The staged scenes that break up the film’s more direct reportage are conceived individually, as set pieces with little apparent coherence or timeline (with the exception of one grand, Vincente Minnelli-style finale, in which Anwar is thanked by his victims). The gangster-stars of these surreal vignettes fluidly switch roles from perpetrator to victim, from wounded soldiers and cowboys to showgirls, suited gangsters, and vengeful spirits. The effect is disarmingly fresh and horrific, and one can immediately see the project’s appeal to Herzog (one of the project’s executive producers). When Oppenheimer presented the film recently at the Walker Art Center, both the domestic theatrical release and international release versions were shown, on consecutive evenings. While the longer version (some 45 minutes longer) contains some useful contextual information and a number of longer interviews with the subjects, I would recommend the shorter, 115 minute version if you happen to catch Killing before it leaves theaters (undoubtedly its best viewing context).This is not because the viewer is spared additional horror/s –the longer version is in fact more personable and easier to digest– but because of a number of editing and shot choices that I found superior.
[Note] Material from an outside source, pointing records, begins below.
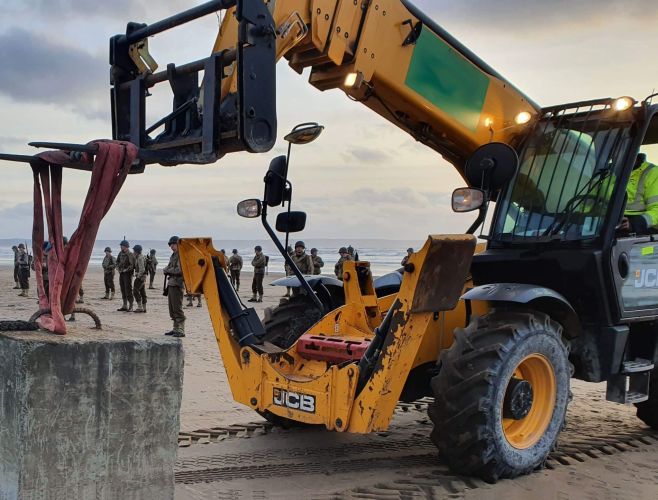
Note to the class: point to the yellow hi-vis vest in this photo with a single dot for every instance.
(642, 193)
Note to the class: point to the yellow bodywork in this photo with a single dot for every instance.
(423, 317)
(338, 37)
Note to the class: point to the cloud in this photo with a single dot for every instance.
(537, 15)
(366, 155)
(35, 69)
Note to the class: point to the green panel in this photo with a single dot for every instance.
(446, 79)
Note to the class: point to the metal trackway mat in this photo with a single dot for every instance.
(258, 461)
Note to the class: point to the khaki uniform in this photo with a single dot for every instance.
(151, 266)
(259, 262)
(139, 288)
(318, 264)
(304, 263)
(16, 268)
(175, 287)
(109, 265)
(235, 266)
(126, 268)
(338, 268)
(23, 270)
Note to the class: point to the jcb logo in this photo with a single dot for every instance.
(646, 278)
(294, 400)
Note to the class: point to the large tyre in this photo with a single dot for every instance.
(647, 411)
(501, 394)
(285, 323)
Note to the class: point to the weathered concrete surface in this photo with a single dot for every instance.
(89, 415)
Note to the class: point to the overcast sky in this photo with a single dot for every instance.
(362, 178)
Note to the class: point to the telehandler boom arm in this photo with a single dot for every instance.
(386, 54)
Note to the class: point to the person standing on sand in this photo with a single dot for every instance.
(139, 288)
(126, 268)
(174, 290)
(23, 270)
(406, 257)
(318, 263)
(259, 262)
(16, 280)
(235, 266)
(109, 265)
(151, 266)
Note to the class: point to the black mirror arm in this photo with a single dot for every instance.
(288, 260)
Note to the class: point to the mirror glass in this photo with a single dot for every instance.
(304, 133)
(249, 209)
(491, 166)
(291, 222)
(467, 199)
(275, 182)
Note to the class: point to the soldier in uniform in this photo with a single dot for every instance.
(406, 257)
(23, 270)
(174, 289)
(303, 260)
(318, 263)
(109, 265)
(338, 268)
(235, 266)
(259, 262)
(139, 285)
(151, 266)
(126, 268)
(16, 280)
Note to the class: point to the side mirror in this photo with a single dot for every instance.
(467, 199)
(491, 166)
(304, 133)
(291, 222)
(275, 182)
(250, 209)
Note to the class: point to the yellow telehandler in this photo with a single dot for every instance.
(494, 337)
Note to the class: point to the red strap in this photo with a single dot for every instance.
(68, 265)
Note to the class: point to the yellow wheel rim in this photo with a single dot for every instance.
(527, 431)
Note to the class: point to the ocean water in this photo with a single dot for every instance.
(384, 255)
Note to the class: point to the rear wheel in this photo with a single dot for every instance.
(501, 394)
(648, 410)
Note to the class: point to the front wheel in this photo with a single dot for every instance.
(501, 394)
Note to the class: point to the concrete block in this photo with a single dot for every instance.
(90, 415)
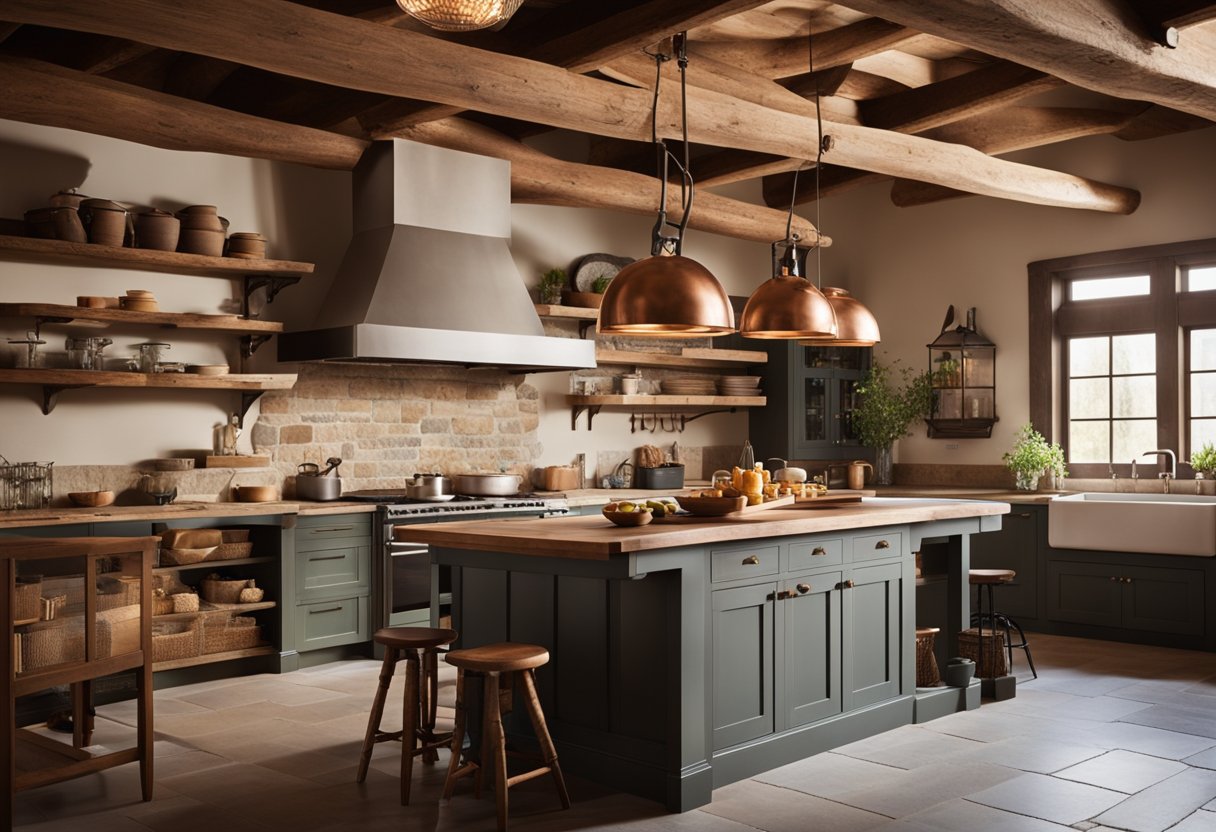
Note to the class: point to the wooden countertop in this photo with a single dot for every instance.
(68, 515)
(595, 538)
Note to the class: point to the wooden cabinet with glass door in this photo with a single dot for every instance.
(74, 610)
The most striking of these comes at the film’s close, when Anwar visits for a second time the former interrogation center that, in an early scene, he danced on the terrace of (in effect the building’s killing floor), but now assays with a new humility, despair, and psychosomatic nausea. In the international version the scene closes with the image of Anwar in the process of leaving the space, paused on a stairway landing between the open-air terrace and the ground floor – essentially caught in the throat of the building between past and present, recognition and escape. The shorter version of the film closes with a longer version of the scene. After pausing on the landing, we cut to a full shot on the ground floor and pan from the bottom of the stairs toward the building’s entrance. As Anwar walks away from the camera toward the door it becomes clear that the former interrogation center is now a shop, the walls on either side festooned with hundreds of gaudy handbags –a supreme image of the victory of Suharto’s New Order ‘reforms’.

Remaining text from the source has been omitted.